Sandrine, que servía de modelo para las ninfas de Delacroix, era una de aquellas jóvenes coquetas. Su rostro expresivo tenía una frescura enternecedora. Su cuerpo grácil, poco formado, parecía el de una niña. Yo leía en su mirada que sentía hacia mí una atracción especial. Se me acercaba cada noche e intentaba engatusarme, Su sonrisa se volvía triste cuando yo me eclipsaba sin responder y la abandonaba a las manos y los besos de otros. Poco a poco, sin embargo, me dejé ablandar por esa muchacha en la que creía encontrar un poco de mi propia ingenuidad. Compartíamos cierta vulnerabilidad, y ella, con su belleza simple, alegre y picante, era lo contrario de Laüme. Sandrine no me intimidaba. Como mujer no era altiva, carecía de exigencias y de esa perfección que hacía que Laüme me resultara tan glacial, tan lejana, tan imposible de merecer.

Una noche, me susurró palabras de amor que me conmovieron. En esa ocasión no quise separarme de ella. Me llevó a su habitación, en las inmediaciones del barrio de Grenelle, donde iniciamos suaves abrazos que pusieron mi pasión al rojo. Pero a pesar del loco deseo que sentía por ella, mi verga no se irguió. De nada sirvió que Sandrine la acariciara con las manos, la recorriera con su lengua o la oprimiera entre sus senos: mi virilidad permanecía a media asta y no daba más signos de progreso que cuando Laüme se había echado sobre mí en la habitación del albergue rumano. Avergonzado, farfullé una torpes excusas y se me saltaron las lágrimas. Sandrine, comprensiva, me estrechó en sus brazos y murmuró dulces palabras de consuelo. Permanecimos así largo tiempo, nuestros cuerpos desnudos estrechamente unidos el uno contra el otro, pero obligados a una castidad total a pesar de nuestro deseo doloroso.

Cuando apuntaba el alba, debí regresar a la île Saint-Louis. Dejé a Sandrine a mi pesar, con la promesa de volver a verla muy pronto y murmurándole mil simplezas para alabar su belleza traviesa y prepararla para mi regreso. A pesar de mi impotencia, acababa de pasar las horas más luminosas de mi existencia, y habría estado a dos dedos de la felicidad perfecta si hubiera sido un hombre común.
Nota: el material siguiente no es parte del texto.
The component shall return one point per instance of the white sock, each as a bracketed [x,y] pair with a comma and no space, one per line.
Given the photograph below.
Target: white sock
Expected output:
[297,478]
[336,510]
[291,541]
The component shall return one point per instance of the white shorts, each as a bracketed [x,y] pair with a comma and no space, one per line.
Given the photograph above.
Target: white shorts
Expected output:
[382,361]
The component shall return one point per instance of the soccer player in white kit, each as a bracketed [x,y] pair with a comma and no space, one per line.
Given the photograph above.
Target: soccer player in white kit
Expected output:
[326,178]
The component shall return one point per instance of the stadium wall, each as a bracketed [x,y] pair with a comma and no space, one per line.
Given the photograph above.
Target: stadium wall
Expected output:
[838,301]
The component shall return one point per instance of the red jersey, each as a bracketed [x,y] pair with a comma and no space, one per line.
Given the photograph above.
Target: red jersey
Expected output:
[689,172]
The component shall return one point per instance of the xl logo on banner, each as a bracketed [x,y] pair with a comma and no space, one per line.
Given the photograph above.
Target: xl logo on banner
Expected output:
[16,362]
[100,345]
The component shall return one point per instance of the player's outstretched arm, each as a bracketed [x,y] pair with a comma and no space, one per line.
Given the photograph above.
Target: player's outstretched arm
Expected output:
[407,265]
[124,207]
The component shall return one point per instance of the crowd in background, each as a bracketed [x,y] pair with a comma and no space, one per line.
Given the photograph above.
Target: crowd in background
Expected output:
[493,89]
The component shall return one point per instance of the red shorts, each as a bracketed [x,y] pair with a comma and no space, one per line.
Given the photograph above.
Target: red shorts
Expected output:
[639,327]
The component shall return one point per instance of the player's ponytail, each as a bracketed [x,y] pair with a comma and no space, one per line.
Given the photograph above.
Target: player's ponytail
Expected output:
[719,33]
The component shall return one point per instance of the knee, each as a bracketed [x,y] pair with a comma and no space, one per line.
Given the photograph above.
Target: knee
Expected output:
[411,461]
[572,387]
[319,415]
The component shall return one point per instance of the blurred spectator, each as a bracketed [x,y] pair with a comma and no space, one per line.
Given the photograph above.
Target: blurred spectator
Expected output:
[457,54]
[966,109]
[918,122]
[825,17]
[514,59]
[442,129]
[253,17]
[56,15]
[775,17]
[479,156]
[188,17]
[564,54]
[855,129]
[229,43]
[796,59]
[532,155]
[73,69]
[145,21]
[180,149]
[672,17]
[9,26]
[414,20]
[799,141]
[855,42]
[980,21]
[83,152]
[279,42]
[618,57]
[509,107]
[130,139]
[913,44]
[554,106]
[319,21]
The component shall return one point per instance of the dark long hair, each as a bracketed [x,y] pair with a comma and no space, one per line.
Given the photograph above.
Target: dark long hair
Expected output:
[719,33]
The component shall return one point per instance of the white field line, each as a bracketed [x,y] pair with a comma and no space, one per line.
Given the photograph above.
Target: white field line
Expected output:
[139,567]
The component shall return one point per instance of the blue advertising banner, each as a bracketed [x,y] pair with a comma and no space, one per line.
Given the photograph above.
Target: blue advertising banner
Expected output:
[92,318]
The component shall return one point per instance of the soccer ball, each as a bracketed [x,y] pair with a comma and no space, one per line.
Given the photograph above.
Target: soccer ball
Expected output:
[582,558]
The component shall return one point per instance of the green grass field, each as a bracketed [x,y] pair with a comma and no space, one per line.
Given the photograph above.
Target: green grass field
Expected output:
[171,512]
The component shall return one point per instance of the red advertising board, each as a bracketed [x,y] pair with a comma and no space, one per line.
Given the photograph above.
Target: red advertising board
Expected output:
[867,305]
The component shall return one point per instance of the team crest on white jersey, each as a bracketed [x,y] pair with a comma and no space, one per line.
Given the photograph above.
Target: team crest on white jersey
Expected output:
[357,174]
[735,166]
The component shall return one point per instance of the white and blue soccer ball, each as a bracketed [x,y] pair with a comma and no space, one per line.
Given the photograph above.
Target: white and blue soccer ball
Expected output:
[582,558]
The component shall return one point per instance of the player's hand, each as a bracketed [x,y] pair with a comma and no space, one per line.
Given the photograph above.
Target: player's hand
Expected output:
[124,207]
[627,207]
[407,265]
Pero yo era un Galjero, un hombre de un antiguo linaje marcado por el favor de un hada enérgica y peligrosa. Mis actos no respondían a las mismas leyes que los del común de los mortales; un juez sancionaba mis desvíos. Un juez que había adquirido todos los derechos sobre mí por haberme sacado un día de entre los muertos.

A medida que avanzaba hacia el palacete del quai d'Orléans mi miedo crecía. Miedo de enfrentarme a Laüme. Miedo de tener que responder de mis debilidades ante ella. Miedo de que, por arte de magia, lo supiera ya todo de mis intentos de engañarla. Pálido y tembloroso, con las rodillas flojas y un sudor agrio bajándome por las sienes, me hice anunciar. Mientras me ajustaba la ropa y me arreglaba la chalina, me disponía a soportar una escena terrible. Pero Laüme no me hizo ninguna pregunta sobre mi escapada.

– He establecido un nuevo programa para ti, Dalibor -anunció en un tono neutro-. A partir de ahora yo seré tu institutriz. Quiero convertirte en un mago. Es hora de empezar tu iniciación. Comenzaremos estudiando los rudimentos de la astrología…

A partir de aquel día y sin más preámbulos, lo esencial de mi tiempo se consagró a la austera ciencia de los astros. Laüme me explicaba los símbolos y me describía el curso de los planetas. Me enseñó a elaborar una carta astral y a interpretarla. Todo aquello era muy abstracto para mí y resultaba complejo. Por mucho que me aplicaba, las nociones de precesión de los equinoccios o de retrogradación me causaban aversión; confundía a menudo las imágenes de Virgo o de Escorpión, erraba al recordar la diferencia entre planetas en oposición y en quinconcio, tropezaba con la atribución de los dominios de las doce casas del zodíaco. Laüme era exigente y no comprendía mi falta de interés.